Hace poco menos de un año, tras la liberación de Bucha, la mujer de 83 años evitaba subir al que fue su hogar, tras ser arrasado por los bombardeos.
El tiempo pasa, su casa aún no ha sido reconstruida y la anciana, como tantas otras personas en la ciudad convertida en símbolo de la brutalidad de la invasión rusa, depende de la ayuda vecinal. Desde la destrucción de su hogar, Galina ha pasado por tres casas distintas, gracias al apoyo comunitario. Esté donde esté, relata, sobre las cuatro cinco de la tarde, aparece una intensa necesidad de regresar. “Siempre estoy pensando en esto. Cada día quiero volver a casa. Me pongo muy triste. Es una herida que siempre duele y, de momento, no se puede borrar”, dice, en tono pausado, mientras mantiene su vista en los escombros.
La mujer espera recibir apoyo de las autoridades para la reconstrucción de su hogar: “No tengo recursos para hacer nada. Estoy esperando”. El Ayuntamiento le ofreció la posibilidad de trasladarse a unos módulos prefabricados, levantados en el patio de una escuela de Bucha, para acoger las personas desplazadas por la contienda. El lugar está compuesto de varias habitaciones compartidas. “Como me ofrecieron su casa algunas vecinas, lo descarté. No me veía ahí con tanta gente, todo compartido…”, sostiene la anciana. Cuando perdió su casa, Galina pasó a vivir unas semanas en el sótano de su edificio. Después, vecinas que huyeron de su hogar le dejaron las llaves mientras vivían fuera. Cuando regresaban, la octogenaria se cambiaba. Ahora reside en un pequeño piso alejado de su barrio de toda la vida, al que acude cada mañana a pasar el día para charlar con sus vecinas.
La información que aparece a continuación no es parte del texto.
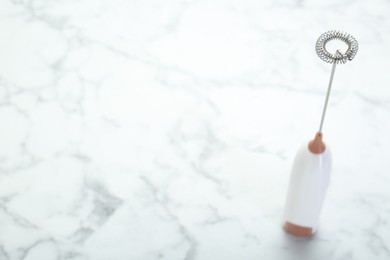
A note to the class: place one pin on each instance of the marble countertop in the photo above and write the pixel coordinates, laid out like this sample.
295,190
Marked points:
142,130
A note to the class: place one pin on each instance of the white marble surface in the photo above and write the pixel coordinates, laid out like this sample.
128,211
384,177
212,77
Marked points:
166,129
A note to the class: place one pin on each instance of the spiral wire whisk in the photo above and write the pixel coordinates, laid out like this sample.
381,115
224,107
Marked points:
337,58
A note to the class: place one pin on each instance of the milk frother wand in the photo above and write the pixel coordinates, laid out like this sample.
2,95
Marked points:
311,169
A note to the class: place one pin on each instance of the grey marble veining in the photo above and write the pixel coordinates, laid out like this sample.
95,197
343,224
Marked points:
166,130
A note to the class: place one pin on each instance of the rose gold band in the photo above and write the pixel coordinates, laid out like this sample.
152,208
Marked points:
298,231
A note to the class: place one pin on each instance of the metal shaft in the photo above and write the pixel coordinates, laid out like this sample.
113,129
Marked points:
328,93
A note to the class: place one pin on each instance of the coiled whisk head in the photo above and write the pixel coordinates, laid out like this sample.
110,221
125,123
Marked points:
338,57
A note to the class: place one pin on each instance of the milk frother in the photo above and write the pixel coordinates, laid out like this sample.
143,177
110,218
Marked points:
312,165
En uno de sus habituales corrillos, tres amigas octogenarias comentan que, a pesar de las dificultades, los cortes de luz y las necesidades, “ahora en Bucha todo está bien”. “Lo de ahora son tonterías”, añade otra vecina que sobrevivió a los días de ocupación rusa en que debían vivir sin luz ni agua, en helados sótanos, bajo el temor de chocar con los soldados rusos. “Hemos perdido nuestras casas, hemos pasado días sin saber qué iba a pasar, sin poder hablar con mis hijos… Que ahora haya cortes de luz, es incómodo pero no es un problema. Tenemos linternas, tenemos velas, nos acostumbramos”. . Su temor procede del frente. Una de las mujeres rompe a llorar con un simple “cómo está”: “Tengo mucho miedo de que mi hijo tenga que ir a luchar”. La ansiedad se acumula en una localidad especialmente castigada en los inicios de la guerra.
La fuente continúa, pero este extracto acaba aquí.